Полагая, что это одна из многих тогдашних поэтесс, я равнодушно и рассеянно попросил ее прочесть что-нибудь. Она стала читать стихи, которые потом вошли в ее первую книжку «Вечер». Первые же строфы, услышанные мною из ее уст, заставили меня насторожиться.
— Еще!.. Еще!.. Читайте еще, — бормотал я, наслаждаясь новою своеобразною мелодией, тонким и острым благоуханием живых стихов.
— Вы — поэт, — сказал я совсем уж не тем равнодушным голосом, каким я просил ее читать свои стихи.
Так я познакомился с Анной Андреевной Ахматовой. Я горжусь, что на мою долю выпало счастье предсказать ей ее большое место в русской поэзии в те дни, когда она еще не напечатала, кажется, ни одного своего стихотворения.
Вскоре мне пришлось уехать в Париж на несколько месяцев. Там, в Париже, я опять встретил Ахматову. Это был 1911 год.
Анна Андреевна Ахматова:
В 1910 (25 апреля старого стиля) я вышла замуж за Н. С. Гумилёва, и мы поехали на месяц в Париж. Прокладка новых бульваров по живому телу Парижа (которую описал Золя) была еще не совсем закончена (бульвар Raspail). Вернер, друг Эдисона, показал мне в Taveme du Pantheon два стола и сказал: «А это ваши социал-демократы, тут — большевики, а там меньшевики». Женщины с переменным успехом пытались носить то штаны (jupes-culottes), то почти пеленали ноги (jupes-entravees). Стихи были в полном запустении, и их покупали только из-за виньеток более или менее известных художников. Я уже тогда понимала, что парижская живопись съела французскую поэзию.

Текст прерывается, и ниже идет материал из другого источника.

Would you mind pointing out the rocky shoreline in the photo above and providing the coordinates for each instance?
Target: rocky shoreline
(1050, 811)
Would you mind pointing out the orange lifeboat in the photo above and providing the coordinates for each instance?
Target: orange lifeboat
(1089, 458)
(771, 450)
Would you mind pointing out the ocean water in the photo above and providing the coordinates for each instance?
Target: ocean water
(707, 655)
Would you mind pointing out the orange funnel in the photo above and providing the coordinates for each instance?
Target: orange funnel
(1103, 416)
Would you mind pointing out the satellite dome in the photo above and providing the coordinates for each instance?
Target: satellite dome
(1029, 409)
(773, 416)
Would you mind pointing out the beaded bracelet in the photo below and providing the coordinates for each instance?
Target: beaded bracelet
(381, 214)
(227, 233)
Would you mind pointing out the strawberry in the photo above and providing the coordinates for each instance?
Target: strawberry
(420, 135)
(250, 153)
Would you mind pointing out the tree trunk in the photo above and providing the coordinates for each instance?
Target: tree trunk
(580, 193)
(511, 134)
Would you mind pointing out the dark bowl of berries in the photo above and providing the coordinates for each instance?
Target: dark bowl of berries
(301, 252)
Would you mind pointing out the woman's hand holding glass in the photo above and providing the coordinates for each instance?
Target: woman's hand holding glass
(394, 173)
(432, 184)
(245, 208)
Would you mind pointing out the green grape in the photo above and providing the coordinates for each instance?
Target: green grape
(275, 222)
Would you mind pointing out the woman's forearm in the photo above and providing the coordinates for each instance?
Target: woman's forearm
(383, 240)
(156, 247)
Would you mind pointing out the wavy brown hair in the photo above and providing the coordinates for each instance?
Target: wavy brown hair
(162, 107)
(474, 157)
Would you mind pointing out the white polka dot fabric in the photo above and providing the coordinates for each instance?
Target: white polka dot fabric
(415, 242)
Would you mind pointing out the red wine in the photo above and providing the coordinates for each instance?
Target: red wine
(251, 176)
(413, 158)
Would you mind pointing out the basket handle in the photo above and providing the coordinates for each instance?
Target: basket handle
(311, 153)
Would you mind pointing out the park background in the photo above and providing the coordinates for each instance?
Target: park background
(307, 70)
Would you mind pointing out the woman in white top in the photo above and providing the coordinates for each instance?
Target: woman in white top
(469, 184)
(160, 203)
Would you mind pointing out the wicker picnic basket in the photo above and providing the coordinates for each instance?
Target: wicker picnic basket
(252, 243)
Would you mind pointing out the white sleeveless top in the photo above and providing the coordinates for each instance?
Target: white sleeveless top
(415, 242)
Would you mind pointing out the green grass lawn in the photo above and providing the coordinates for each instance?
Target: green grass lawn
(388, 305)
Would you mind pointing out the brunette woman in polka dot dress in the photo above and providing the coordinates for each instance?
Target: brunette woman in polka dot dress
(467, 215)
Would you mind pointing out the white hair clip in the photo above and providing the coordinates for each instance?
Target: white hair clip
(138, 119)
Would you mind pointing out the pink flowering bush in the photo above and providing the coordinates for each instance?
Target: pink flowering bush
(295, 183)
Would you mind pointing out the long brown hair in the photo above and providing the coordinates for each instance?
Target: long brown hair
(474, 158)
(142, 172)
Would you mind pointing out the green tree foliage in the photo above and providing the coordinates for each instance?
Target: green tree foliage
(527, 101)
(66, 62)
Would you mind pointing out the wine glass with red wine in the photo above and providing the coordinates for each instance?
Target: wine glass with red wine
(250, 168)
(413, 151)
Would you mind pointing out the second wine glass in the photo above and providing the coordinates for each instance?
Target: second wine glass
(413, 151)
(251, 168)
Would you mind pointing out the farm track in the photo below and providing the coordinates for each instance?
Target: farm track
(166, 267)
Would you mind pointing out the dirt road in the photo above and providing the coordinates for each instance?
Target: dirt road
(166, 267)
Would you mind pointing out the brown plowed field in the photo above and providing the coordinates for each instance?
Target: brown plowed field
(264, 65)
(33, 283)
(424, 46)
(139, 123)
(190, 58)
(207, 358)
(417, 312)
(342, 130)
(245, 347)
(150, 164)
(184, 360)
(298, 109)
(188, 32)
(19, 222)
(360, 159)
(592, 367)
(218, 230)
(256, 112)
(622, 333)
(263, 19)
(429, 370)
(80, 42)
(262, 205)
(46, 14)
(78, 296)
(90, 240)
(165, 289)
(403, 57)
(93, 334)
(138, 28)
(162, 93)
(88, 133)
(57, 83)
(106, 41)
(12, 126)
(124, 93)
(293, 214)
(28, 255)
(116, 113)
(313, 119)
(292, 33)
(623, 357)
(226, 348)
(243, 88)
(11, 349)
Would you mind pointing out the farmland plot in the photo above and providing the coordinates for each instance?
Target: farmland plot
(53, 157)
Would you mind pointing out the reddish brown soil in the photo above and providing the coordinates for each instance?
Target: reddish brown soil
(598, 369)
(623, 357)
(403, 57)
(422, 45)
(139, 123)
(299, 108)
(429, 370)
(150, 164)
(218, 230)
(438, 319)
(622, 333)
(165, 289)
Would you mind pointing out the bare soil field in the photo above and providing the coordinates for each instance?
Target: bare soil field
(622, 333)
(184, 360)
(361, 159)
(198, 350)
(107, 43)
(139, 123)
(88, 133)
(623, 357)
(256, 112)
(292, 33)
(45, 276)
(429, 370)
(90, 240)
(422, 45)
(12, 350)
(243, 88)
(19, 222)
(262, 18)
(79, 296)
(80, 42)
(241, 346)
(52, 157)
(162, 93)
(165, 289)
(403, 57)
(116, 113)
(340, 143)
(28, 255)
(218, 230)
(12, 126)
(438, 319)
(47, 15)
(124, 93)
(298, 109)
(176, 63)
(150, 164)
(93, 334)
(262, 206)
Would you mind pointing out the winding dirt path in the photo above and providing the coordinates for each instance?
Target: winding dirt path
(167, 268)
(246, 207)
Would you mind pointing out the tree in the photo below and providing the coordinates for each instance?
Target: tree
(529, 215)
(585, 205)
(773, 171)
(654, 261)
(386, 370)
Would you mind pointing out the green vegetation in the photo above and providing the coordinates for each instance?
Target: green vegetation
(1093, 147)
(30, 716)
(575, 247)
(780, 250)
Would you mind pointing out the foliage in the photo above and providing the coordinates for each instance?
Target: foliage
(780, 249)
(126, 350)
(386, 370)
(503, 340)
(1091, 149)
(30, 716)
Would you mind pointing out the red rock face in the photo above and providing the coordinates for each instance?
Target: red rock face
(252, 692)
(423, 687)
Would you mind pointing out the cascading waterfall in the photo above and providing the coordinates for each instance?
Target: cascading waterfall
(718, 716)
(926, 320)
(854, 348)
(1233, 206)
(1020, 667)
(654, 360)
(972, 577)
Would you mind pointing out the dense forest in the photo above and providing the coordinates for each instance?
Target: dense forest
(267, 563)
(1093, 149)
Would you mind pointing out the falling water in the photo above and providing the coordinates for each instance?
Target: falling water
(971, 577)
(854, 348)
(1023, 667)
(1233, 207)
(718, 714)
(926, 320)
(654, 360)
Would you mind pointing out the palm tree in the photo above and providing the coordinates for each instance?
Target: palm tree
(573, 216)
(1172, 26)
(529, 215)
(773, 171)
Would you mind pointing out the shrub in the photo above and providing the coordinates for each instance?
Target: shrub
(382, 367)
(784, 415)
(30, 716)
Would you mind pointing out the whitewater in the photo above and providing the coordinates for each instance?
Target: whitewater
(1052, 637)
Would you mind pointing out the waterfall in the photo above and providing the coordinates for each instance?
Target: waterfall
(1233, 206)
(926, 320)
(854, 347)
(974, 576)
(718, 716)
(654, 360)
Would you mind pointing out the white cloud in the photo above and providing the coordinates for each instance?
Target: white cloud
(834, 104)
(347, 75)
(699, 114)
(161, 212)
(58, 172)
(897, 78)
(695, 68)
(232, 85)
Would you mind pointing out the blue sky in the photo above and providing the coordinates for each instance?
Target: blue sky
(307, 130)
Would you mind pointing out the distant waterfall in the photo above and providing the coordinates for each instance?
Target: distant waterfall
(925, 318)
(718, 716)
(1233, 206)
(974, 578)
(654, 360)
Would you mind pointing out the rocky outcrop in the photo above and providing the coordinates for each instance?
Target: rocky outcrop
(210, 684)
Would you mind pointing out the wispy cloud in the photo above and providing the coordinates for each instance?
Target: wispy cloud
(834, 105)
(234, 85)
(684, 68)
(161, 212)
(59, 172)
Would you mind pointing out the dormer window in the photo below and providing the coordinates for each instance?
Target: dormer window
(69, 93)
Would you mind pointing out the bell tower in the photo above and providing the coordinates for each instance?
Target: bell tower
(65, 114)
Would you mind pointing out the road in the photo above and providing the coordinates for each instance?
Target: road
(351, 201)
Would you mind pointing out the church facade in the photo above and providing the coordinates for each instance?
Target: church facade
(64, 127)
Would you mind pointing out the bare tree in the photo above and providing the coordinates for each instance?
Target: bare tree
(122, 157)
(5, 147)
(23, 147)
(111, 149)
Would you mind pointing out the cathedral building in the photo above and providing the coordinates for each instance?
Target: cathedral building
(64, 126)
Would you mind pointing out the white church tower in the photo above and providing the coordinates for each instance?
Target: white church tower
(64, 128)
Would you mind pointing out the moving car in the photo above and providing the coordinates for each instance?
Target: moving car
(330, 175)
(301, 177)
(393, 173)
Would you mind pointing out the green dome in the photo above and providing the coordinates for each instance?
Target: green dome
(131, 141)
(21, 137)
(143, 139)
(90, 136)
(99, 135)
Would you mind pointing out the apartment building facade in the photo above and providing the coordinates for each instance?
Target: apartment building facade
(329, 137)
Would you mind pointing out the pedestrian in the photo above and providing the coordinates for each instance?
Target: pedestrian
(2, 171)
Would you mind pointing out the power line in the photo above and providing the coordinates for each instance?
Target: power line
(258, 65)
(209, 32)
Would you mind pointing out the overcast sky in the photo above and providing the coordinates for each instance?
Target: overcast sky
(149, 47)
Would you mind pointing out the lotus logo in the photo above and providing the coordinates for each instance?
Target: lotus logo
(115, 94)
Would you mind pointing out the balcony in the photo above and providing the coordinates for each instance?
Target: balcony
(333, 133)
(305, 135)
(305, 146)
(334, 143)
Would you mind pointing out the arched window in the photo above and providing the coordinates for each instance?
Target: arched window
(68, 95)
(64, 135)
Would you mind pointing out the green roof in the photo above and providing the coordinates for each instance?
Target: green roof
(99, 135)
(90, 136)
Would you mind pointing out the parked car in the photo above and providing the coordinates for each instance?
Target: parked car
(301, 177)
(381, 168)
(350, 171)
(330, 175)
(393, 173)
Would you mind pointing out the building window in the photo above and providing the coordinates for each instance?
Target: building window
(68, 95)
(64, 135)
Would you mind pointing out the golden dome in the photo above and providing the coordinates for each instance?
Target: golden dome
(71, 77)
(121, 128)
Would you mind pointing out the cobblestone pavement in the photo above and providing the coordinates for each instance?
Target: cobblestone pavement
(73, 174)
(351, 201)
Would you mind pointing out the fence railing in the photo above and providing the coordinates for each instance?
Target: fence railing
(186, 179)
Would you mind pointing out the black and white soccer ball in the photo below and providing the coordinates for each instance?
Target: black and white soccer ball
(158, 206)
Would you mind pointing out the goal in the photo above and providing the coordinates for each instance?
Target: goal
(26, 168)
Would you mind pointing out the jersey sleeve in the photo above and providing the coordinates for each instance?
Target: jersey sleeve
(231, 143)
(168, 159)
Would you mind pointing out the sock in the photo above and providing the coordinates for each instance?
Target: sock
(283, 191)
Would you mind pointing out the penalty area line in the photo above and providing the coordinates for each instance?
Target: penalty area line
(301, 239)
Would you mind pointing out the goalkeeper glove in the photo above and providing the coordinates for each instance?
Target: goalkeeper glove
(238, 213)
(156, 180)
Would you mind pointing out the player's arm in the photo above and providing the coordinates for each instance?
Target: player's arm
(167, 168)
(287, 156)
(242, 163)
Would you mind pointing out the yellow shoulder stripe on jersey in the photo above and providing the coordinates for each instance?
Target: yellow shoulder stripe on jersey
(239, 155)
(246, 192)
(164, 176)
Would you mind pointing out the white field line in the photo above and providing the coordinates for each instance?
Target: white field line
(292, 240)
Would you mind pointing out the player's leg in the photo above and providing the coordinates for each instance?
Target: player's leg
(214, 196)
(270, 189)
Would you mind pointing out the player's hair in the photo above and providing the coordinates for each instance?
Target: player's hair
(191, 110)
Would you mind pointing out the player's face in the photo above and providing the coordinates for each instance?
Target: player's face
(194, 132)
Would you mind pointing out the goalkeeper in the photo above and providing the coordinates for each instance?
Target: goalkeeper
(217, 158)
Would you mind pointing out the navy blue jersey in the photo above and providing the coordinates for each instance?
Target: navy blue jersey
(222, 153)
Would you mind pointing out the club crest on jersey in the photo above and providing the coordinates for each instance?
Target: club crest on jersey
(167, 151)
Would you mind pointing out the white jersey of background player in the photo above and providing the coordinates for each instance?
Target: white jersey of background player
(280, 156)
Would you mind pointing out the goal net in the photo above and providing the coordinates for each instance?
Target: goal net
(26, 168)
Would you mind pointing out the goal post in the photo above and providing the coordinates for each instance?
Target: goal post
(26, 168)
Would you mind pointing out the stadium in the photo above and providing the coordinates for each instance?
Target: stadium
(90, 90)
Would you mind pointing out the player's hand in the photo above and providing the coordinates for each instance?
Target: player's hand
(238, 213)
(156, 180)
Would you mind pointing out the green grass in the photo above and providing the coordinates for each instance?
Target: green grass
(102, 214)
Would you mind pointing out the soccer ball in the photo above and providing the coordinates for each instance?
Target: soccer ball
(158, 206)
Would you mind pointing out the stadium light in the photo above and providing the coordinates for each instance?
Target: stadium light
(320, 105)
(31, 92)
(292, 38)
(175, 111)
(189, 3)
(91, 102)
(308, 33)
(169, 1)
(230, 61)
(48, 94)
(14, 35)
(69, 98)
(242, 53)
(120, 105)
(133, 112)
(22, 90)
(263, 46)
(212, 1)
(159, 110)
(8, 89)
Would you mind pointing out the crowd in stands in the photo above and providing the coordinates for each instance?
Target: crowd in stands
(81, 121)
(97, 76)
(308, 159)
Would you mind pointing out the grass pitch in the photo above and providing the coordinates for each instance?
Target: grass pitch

Анатолий Генрихович Найман:
Параллельно она мне рассказала такую историю. «Мы, шестеро русских, отправились на Монмартр в какой-то дом. Место было не вполне благопристойное, темноватое: кто-то куда-то выходил что-то смотреть, кто-то приходил. Я сразу села за стол с длинной, до полу, скатертью, сняла туфли — они безумно жали ноги — и гордо на всех глядела. По левую руку от меня сидел знаменитый тогда авиатор Блерио со своим механиком. Когда мы поднялись уходить, в туфле лежала визитная карточка Блерио». В этом же роде был рассказ о том, как полковник французского генерального штаба пригласил ее в луна-парк и провел по всем аттракционам; перед каждым непременно спрашивал у служителя: «Est-ce que ces attractions sont vraiment amusantes?» (Этот аттракцион в самом деле увлекательный?)
Надежда Григорьевна Чулкова:
Я впервые встретилась с Ахматовой в Париже в 1911 году. Она приехала туда в одно время с моим мужем, а я приехала месяцем раньше с сестрой Г. И. (Чулкова) Л. И. Рыбаковой. Г. И. писал мне из Петербурга, что он открыл нового поэта. Она тогда еще не печаталась. Он присылал мне ее стихи, и правда, они были очень оригинальны по форме и глубоки по чувству. В Париже мы вместе совершали прогулки и посещали иногда вечерами маленькие кафе, где обыкновенно слушали незатейливые шутливые выступления эстрадных певцов и танцоров. Ахматова была тогда очень молода, ей было не больше двадцати лет. Она была очень красива, все на улице заглядывались на нее. Мужчины, как это принято в Париже, вслух выражали свое восхищение, женщины с завистью обмеривали ее глазами. Она была высокая, стройная и гибкая. (Она сама мне показывала, что может, перегнувшись назад, коснуться головой своих ног.) На ней было белое платье и белая широкополая соломенная шляпа с большим белым страусовым пером — это перо ей привез только что вернувшийся тогда из Абиссинии ее муж — поэт Н. С. Гумилёв.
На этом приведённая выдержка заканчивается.